The Hutch serves such an extraordinary public function in the Pacific Northwest, which makes it all the more troubling that the citizen director of the inquiry, the Rev. William Sullivan, former president of Seattle University and a Hutch board trustee, is not open about the panel's work.

Certainly, the spirit was different last March, when in full-page newspaper ads the leadership of The Hutch pledged to make the findings of its expert consultants and the Committee on Patient Protection in Research Trials available to patients, volunteers, staff and the public.

That is a basic promise to keep. A full airing of the findings is especially important in light of the sympathetic inclinations of the panelists, distinguished all, but insiders with close, often emotional, ties to the institution.

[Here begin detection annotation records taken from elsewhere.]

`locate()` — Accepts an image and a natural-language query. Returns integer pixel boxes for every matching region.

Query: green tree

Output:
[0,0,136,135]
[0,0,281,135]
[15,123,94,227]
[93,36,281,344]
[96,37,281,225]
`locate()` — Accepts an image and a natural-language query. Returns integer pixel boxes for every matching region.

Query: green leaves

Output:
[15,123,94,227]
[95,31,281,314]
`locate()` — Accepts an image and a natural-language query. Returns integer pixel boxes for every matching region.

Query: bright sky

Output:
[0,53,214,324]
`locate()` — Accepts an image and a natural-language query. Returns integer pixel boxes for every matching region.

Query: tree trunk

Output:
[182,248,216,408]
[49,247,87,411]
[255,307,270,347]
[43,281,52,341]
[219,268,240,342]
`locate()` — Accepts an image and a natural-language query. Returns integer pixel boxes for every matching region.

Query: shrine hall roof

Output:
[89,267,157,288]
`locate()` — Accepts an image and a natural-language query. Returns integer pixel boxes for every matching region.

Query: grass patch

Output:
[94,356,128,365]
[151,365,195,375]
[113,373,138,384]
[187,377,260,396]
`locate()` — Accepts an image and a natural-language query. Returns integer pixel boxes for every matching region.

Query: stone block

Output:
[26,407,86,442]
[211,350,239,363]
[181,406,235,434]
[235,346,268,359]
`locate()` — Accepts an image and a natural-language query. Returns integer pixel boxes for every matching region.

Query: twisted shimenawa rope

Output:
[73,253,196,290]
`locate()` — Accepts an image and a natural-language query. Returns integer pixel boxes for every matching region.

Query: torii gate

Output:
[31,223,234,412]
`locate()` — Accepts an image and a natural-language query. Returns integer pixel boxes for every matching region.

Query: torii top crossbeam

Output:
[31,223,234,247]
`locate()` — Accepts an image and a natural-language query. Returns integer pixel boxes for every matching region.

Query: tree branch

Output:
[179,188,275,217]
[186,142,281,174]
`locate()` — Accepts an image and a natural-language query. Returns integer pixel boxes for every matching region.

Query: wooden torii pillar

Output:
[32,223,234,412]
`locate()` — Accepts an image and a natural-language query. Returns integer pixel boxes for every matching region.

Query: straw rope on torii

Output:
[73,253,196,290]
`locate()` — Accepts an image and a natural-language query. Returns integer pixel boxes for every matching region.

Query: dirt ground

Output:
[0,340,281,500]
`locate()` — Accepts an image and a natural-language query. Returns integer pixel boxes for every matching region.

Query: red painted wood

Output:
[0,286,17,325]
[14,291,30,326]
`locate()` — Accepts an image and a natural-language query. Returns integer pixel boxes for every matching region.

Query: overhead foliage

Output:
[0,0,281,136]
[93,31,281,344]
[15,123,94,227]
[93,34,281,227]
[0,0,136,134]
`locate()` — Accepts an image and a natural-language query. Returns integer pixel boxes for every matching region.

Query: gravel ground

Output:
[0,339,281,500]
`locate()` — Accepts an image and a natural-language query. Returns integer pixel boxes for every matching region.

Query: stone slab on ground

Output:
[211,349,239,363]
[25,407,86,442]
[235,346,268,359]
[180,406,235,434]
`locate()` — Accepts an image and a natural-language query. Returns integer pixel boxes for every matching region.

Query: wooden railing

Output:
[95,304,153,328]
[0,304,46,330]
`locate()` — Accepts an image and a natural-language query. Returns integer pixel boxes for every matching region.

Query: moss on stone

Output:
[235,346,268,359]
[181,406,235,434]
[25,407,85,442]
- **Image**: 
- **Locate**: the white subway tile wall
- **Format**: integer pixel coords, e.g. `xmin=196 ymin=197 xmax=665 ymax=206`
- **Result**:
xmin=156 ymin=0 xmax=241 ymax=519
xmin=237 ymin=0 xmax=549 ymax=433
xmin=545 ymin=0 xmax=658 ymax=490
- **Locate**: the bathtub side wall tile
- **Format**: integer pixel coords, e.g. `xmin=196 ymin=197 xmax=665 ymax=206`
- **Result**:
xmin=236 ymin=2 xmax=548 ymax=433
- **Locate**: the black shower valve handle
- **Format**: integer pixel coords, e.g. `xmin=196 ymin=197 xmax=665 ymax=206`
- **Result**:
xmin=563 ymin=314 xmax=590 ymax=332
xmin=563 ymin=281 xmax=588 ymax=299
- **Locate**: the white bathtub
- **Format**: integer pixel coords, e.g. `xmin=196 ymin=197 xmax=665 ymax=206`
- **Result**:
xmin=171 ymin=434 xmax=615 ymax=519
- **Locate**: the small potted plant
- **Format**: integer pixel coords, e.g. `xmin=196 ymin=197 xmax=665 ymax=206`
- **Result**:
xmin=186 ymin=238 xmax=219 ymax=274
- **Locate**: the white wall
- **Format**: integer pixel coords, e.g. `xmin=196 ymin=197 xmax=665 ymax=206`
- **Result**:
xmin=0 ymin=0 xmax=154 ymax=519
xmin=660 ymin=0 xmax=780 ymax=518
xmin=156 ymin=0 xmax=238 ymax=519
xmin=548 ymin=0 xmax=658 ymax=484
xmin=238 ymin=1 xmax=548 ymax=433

This current round of introspection is a grudging response to Times reports that at least two dozen patients died prematurely in two failed clinical trials between 1981 and 1998 using drugs in which Hutch doctors had a financial interest, and that the patients were not fully informed about risks. Two lawsuits against The Hutch soon followed.

The Hutch is a venerated Northwest institution that rightfully enjoys strong loyalties. Those strengths should not be embraced to insulate The Hutch from scrutiny. What is expected is a facility that not only takes on the toughest challenges but is also strong enough to look at itself.

Hunkering down like a boxer to absorb blows is no way to advance knowledge or rebuild confidence in how The Hutch does business.

Rigorous review and sharing what the experts discover are part of the expectations The Hutch set in motion.